5.26.2008

31 rue Cambon

Les Exclusifs have relaxed their death grip on my olfactory imagination, leaving me free to revel in my preference for their more reasonably priced brethren. To Bois des Iles, I prefer Omnia; to Coromandel, Black Cashmere. Though I haven't tried it yet, I expect to prefer Tabac Blond to Cuir de Russie, if only for the name. Bel Respiro is pretty, but somewhere between Omnia Crystalline, Un Jardin Sur le Nil, and White Aoud, I have pretty covered. No. 22 is just foul.

31 rue Cambon, you have my undivided attention.

In the beginning, a big dose of pungent, citrusy bergamot (dark twin: mosquito repellent) haunted by an earthy-rooty smell, almost like the opening of Guerlain Vetiver. As the slightly headachy green opening fades, a leather accord emerges that is actually composed of . . . flowers. Where oakmoss would normally provide the bitter basenotes of a chypre, an iris-pepper accord instead lays a piquant, spicy-smooth bed for a heap of rose and jasmine petals. Rather than unfurling, they just lie there, abstract florals somehow blending with their forest-floor backdrop to create an impression of depth and stability. Like sitting on a stern-looking antique chair only to find that the pile on the velvet feels incredible against your skin. Or maybe more like inheriting that same chair, along with an apartment full of equally rare artifacts.
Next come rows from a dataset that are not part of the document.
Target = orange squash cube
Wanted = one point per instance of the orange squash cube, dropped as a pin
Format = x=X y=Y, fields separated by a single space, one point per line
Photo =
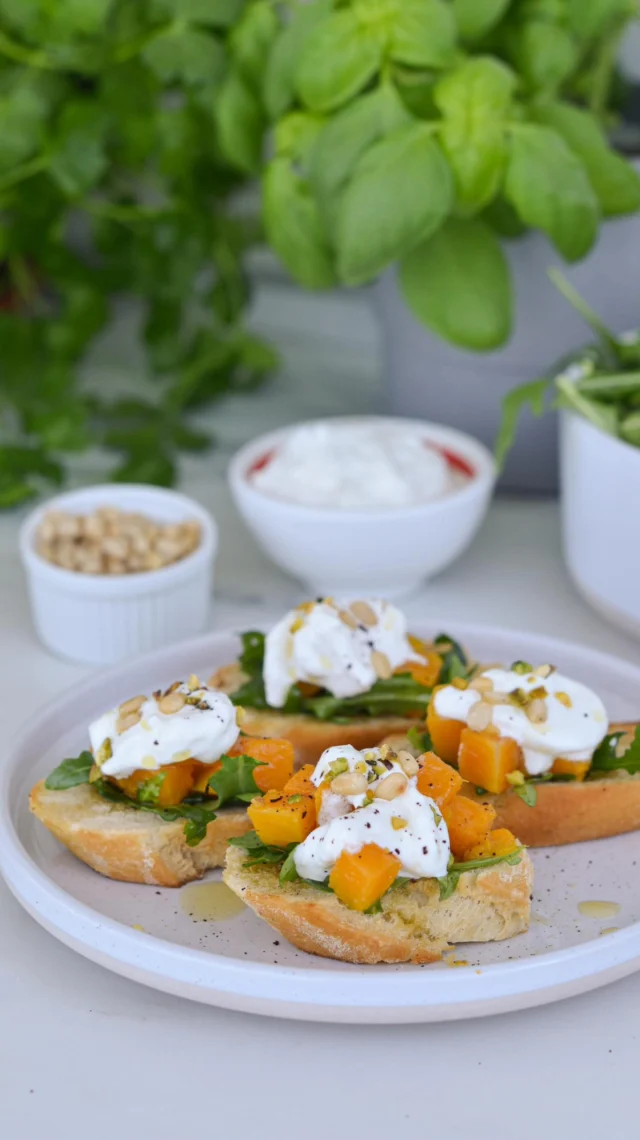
x=444 y=732
x=275 y=757
x=485 y=759
x=497 y=843
x=301 y=782
x=280 y=820
x=437 y=780
x=468 y=822
x=576 y=768
x=177 y=782
x=359 y=880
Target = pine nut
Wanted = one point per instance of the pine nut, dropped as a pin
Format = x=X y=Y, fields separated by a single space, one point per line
x=408 y=764
x=479 y=716
x=381 y=665
x=349 y=783
x=172 y=702
x=131 y=706
x=364 y=613
x=124 y=723
x=390 y=787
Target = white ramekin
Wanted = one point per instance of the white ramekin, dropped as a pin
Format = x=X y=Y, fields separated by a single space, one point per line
x=385 y=552
x=600 y=483
x=98 y=619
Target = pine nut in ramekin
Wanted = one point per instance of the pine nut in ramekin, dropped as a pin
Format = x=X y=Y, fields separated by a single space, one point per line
x=100 y=618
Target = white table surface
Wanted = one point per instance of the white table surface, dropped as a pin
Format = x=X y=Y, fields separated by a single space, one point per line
x=86 y=1053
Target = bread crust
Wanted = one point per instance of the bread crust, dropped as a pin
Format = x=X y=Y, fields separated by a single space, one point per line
x=308 y=735
x=565 y=813
x=128 y=845
x=414 y=926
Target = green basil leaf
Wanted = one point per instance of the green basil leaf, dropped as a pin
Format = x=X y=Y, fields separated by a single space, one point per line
x=458 y=284
x=251 y=40
x=187 y=55
x=400 y=193
x=78 y=154
x=477 y=17
x=527 y=792
x=71 y=773
x=294 y=228
x=606 y=758
x=423 y=34
x=532 y=396
x=241 y=123
x=543 y=54
x=548 y=186
x=475 y=100
x=337 y=62
x=280 y=87
x=614 y=179
x=234 y=779
x=346 y=137
x=448 y=884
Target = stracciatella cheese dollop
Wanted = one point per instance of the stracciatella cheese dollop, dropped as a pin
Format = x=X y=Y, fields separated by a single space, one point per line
x=410 y=827
x=350 y=465
x=573 y=724
x=203 y=729
x=341 y=646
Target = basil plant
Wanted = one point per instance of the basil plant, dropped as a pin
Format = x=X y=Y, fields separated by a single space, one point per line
x=423 y=132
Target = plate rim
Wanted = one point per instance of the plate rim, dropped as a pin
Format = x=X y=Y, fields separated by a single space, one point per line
x=413 y=994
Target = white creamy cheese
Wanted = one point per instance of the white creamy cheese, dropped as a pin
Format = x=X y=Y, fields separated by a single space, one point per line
x=203 y=733
x=420 y=838
x=576 y=719
x=346 y=464
x=315 y=644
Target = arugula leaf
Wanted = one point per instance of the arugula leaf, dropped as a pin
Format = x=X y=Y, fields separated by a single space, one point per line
x=71 y=773
x=420 y=739
x=234 y=780
x=606 y=758
x=455 y=662
x=196 y=815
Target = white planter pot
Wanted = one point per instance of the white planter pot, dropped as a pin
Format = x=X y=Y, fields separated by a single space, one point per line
x=600 y=485
x=429 y=379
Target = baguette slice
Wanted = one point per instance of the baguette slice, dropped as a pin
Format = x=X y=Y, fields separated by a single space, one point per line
x=132 y=846
x=414 y=926
x=308 y=735
x=564 y=813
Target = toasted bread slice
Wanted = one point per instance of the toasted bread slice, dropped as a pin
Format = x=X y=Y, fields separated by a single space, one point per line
x=308 y=735
x=132 y=846
x=564 y=813
x=415 y=925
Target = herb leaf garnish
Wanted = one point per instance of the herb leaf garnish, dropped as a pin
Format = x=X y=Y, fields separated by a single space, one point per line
x=71 y=773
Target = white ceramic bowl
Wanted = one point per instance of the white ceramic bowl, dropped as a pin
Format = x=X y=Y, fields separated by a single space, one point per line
x=98 y=619
x=600 y=482
x=379 y=551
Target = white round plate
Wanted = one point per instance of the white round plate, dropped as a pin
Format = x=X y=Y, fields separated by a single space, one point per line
x=146 y=934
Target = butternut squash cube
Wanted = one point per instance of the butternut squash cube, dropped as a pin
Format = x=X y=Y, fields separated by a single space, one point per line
x=468 y=822
x=444 y=732
x=497 y=843
x=576 y=768
x=359 y=880
x=275 y=756
x=280 y=820
x=301 y=782
x=437 y=780
x=177 y=782
x=485 y=759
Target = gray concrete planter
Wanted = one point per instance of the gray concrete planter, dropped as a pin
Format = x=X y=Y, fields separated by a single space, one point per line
x=430 y=379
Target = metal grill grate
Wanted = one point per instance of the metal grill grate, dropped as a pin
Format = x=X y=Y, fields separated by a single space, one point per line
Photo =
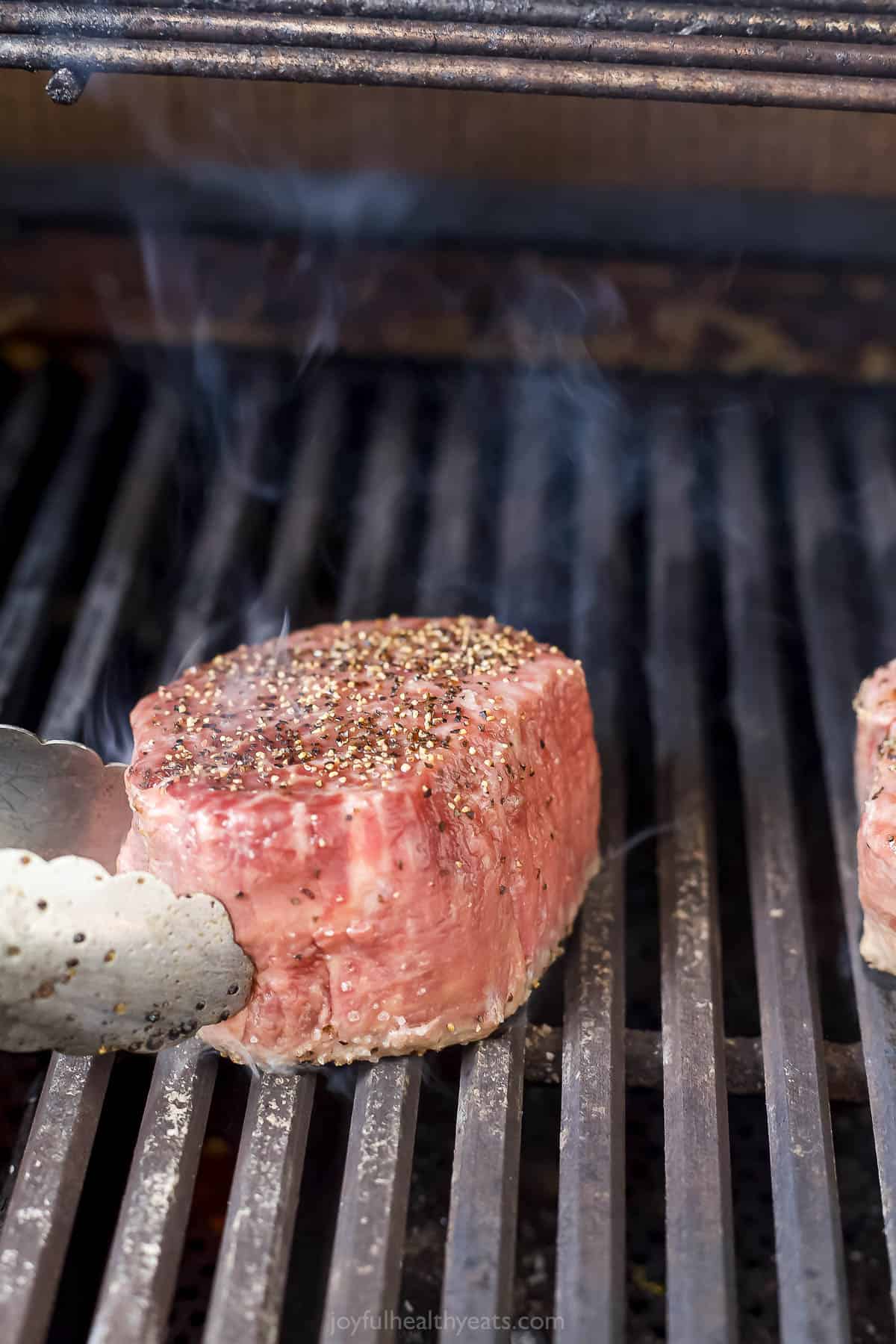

The whole thing seems designed to compete with 24, Faubourg, the Hermes scent that smells, simply, like an Hermes store. 31 rue Cambon wins the competition, however, for making extreme luxury seem comforting rather than alienating. 24, Faubourg smells like the inside of a shoe I'll never be able to afford; 31 rue Cambon smells like a recurring dream I have about owning all the shoes in the world. Only in the dream I can't decide which one to wear, and inevitably wind up barefoot.